Monday, March 27, 2006

Trying to Catch a Racing Mind

At 3:30am, any morning, whether its on the weekend, during the weekend, or during vacation - can be an odd time. Unless you are specifically doing something with people, and that specific something started much earlier, or even yesterday, it can be a time when you are forced to be alone.

Now, I think I've said this before. Being alone and being lonely are two completely different things. Sometimes I have to seek the sanctuary of 3:30am to get some alone time and to file my thoughts from the previous day where they belong. Then sometimes, out of a lack of sleep, a whole crop of new ones pop up. However, they can be the most random bits of information or observation, and the irony is that they have kept me up way past 3:30am in the past.

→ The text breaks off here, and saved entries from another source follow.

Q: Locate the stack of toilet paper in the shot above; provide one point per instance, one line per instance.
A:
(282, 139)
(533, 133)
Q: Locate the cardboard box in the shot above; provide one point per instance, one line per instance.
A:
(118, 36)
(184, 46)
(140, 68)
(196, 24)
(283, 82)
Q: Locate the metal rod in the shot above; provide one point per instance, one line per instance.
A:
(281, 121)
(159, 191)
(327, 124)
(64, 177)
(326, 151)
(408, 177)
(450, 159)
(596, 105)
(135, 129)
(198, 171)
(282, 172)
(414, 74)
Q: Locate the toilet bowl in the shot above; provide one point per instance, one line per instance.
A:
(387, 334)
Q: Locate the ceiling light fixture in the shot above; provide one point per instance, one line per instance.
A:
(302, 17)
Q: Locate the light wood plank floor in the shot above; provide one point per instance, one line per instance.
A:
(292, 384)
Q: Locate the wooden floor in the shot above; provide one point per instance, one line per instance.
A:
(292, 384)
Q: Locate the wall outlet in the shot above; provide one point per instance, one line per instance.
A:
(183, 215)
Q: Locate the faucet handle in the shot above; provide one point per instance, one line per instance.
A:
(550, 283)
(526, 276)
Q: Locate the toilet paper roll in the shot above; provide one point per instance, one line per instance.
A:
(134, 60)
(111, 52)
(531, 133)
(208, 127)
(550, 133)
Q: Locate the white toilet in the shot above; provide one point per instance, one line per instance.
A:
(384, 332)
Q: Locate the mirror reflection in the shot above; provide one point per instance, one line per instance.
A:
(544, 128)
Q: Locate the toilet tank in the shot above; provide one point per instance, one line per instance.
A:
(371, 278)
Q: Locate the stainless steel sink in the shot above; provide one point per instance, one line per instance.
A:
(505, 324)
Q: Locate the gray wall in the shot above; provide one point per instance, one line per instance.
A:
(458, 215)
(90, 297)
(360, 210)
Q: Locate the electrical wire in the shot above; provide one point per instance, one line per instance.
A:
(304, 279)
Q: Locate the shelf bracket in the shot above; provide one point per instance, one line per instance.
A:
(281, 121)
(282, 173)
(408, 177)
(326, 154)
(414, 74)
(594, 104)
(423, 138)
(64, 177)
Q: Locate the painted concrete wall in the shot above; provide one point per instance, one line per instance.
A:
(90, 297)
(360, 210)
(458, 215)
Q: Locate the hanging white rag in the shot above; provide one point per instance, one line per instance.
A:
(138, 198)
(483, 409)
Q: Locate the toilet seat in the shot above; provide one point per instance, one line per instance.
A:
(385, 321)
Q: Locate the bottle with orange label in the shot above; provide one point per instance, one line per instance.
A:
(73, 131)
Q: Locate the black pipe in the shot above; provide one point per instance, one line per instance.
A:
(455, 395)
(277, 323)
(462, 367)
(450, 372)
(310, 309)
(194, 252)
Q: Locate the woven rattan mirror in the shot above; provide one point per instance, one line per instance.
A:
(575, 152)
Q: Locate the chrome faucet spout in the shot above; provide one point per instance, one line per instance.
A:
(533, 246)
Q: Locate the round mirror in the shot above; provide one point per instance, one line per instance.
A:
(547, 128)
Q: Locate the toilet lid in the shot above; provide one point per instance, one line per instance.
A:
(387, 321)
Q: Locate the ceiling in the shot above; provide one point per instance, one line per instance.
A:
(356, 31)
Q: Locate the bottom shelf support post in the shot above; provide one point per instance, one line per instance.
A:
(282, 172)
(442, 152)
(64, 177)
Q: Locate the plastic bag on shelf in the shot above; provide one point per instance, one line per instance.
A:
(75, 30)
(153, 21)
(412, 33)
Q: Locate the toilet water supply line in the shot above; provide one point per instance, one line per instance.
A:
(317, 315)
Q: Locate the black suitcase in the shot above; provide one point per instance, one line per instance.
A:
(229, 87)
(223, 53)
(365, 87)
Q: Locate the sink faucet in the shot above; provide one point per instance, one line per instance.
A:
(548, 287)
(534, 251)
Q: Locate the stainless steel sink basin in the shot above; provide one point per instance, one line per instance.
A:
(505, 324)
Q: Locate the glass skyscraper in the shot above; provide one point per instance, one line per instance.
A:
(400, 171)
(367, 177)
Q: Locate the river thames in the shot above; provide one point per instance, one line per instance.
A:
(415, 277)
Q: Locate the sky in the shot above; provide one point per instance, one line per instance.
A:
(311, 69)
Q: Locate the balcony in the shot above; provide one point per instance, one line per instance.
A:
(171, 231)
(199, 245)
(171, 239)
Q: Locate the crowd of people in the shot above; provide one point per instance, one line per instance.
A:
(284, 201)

I guess this is a good of a forum as any to get this stuff down on "paper." This will be a list of random thoughts, some my drop off mid sentence, some may continue on longer than intended, but I want to see if I can type what I think without censor.

I wish I was in NYC right now with my friends. It kills me that I always look for the responsibility in my life and always put it before doing something that may put a smile on my face.

I just bought a $700 hand-held organizer from Dell.com. What the hell for except that I have a lot of credit with them and the new contraption has a GPS system attatched. Irony: I like getting lost and finding my own way.

I saw a shirt today that said "Original Gamer" with a sketch of the original Nintendo's controller on it. You know, a directional pad, start and select buttons, and then A and B. That's it. No Z trigger, no L and R buttons at the top, and definately no sign of a joy stick - and I got Link to Princess Zelda many times just fine.

How did I lose time to play video games? In my mind work takes up about 2/3 of the time that school actually did, and I would play back then for hours. I think the games now have gotten too plain hard. I can't get through them now without the "cheatbook." Whatever.

Can you love someone and not like them at the same time?

At what point in my life do I get to finally stop worrying about when pay day is?

Can you have a crush on someone who lives thousands of miles away and that you haven't seen in almost a year?

I mentally and physically sabatoge myself when it comes to working out. I slave away for weeks for some party, just to hear the other guys say I'm cute, and then I let it all go. It's like blowing up a beach ball a little too much, and then letting the plug out. I'm starting to not to want to blow up the beach ball anymore - unless I do it the right way for the right reasons. But what are those reasons?